Somewhere around four thirty, I swung my legs over the edge of the bed and sat up. My heart and mind were not to be eased.
Bree’s voice stopped me. “Where are you going? It’s still night.”
“I don’t know, Bree,” I said. “Maybe the office. Try and get something done. You should go back to sleep.”
“I haven’t been asleep.” She sat up behind me and put her arms around my shoulders. “You’re not alone on this. Whatever’s happening to you is happening to me.”
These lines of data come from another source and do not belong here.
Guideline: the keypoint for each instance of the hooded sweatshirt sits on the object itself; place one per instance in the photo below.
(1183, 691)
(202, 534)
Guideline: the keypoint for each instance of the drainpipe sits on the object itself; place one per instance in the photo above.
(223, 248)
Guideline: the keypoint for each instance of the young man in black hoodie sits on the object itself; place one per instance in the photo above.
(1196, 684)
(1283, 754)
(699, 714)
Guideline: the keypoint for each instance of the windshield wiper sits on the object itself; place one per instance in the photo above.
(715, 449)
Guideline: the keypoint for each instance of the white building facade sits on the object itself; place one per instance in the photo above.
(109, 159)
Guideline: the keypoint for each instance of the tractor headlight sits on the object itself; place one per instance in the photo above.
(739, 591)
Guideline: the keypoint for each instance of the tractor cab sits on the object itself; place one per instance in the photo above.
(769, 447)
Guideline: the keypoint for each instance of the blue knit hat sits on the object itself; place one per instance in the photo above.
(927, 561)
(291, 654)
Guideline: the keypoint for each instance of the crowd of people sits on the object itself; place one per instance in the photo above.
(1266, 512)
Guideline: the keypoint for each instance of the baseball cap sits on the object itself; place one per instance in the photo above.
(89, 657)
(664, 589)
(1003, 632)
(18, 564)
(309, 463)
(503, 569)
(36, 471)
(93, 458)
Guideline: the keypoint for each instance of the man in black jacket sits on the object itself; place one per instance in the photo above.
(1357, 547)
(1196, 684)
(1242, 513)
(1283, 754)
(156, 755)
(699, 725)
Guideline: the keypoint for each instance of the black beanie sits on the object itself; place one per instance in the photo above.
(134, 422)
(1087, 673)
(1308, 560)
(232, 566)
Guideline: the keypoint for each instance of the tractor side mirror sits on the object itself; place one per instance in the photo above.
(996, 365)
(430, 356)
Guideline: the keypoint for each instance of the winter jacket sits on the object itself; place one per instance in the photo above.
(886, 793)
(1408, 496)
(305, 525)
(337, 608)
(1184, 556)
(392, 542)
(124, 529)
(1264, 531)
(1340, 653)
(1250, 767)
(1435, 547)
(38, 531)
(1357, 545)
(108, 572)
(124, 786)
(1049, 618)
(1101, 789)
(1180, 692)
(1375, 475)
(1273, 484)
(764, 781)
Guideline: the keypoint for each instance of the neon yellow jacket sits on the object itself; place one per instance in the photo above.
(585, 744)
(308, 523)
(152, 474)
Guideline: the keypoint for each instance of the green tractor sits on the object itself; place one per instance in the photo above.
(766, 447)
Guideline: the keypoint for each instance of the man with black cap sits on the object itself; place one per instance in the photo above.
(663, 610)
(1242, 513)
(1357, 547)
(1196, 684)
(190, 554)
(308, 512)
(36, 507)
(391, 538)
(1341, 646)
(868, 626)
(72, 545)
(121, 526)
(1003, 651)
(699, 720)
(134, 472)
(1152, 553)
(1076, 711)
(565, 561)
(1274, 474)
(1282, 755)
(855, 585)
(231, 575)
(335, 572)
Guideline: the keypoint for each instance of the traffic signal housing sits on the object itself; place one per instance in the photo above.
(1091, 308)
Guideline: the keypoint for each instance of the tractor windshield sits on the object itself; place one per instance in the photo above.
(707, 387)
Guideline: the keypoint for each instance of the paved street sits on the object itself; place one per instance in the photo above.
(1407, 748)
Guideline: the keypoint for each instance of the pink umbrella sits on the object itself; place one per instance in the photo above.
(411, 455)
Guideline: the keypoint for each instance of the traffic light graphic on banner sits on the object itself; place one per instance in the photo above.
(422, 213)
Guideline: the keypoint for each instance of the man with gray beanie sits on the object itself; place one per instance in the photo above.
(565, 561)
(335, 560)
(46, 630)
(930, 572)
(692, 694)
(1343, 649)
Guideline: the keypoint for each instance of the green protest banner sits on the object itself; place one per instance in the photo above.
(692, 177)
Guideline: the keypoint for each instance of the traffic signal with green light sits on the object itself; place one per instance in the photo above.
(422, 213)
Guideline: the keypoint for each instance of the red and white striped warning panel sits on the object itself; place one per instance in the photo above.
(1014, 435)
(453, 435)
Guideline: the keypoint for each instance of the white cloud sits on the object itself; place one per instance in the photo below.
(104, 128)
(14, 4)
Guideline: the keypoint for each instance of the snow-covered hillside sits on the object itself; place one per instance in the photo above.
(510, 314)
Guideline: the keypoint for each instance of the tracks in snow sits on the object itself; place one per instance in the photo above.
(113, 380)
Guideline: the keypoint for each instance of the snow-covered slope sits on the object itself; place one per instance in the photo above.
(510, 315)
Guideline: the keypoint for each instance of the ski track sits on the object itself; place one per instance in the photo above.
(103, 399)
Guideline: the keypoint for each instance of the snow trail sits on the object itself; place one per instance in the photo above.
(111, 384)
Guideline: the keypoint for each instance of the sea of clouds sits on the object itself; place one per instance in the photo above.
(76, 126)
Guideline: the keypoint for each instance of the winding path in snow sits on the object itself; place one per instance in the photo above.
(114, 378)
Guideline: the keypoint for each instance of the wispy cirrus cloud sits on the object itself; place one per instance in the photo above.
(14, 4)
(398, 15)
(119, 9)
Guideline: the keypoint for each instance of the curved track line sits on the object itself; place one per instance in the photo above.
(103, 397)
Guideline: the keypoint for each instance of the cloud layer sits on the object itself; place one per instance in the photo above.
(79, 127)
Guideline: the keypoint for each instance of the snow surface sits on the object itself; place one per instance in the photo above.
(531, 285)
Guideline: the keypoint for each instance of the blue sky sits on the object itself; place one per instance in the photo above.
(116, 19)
I let my head hang and just listened to her soothing voice. She was right—we were in this together. It had been like that ever since we’d met, and that was a good thing.
“I’m going to do anything it takes for you and for this whole family to get through this,” she said. “And tomorrow, you and I are going to go out there and we’re going to start to find out who did this terrible thing. You hear me?”
For the first time since Davies’s phone call, I felt a warm spot in my chest—nothing like happiness or even relief, but gratitude, anyway. Something to be glad for. I’d lived most of my life without Bree, and now I couldn’t imagine how.
“How did I find you?” I asked her. “How did I get so lucky?”
“It’s not luck.” She held on to me even tighter. “It’s love, Alex.”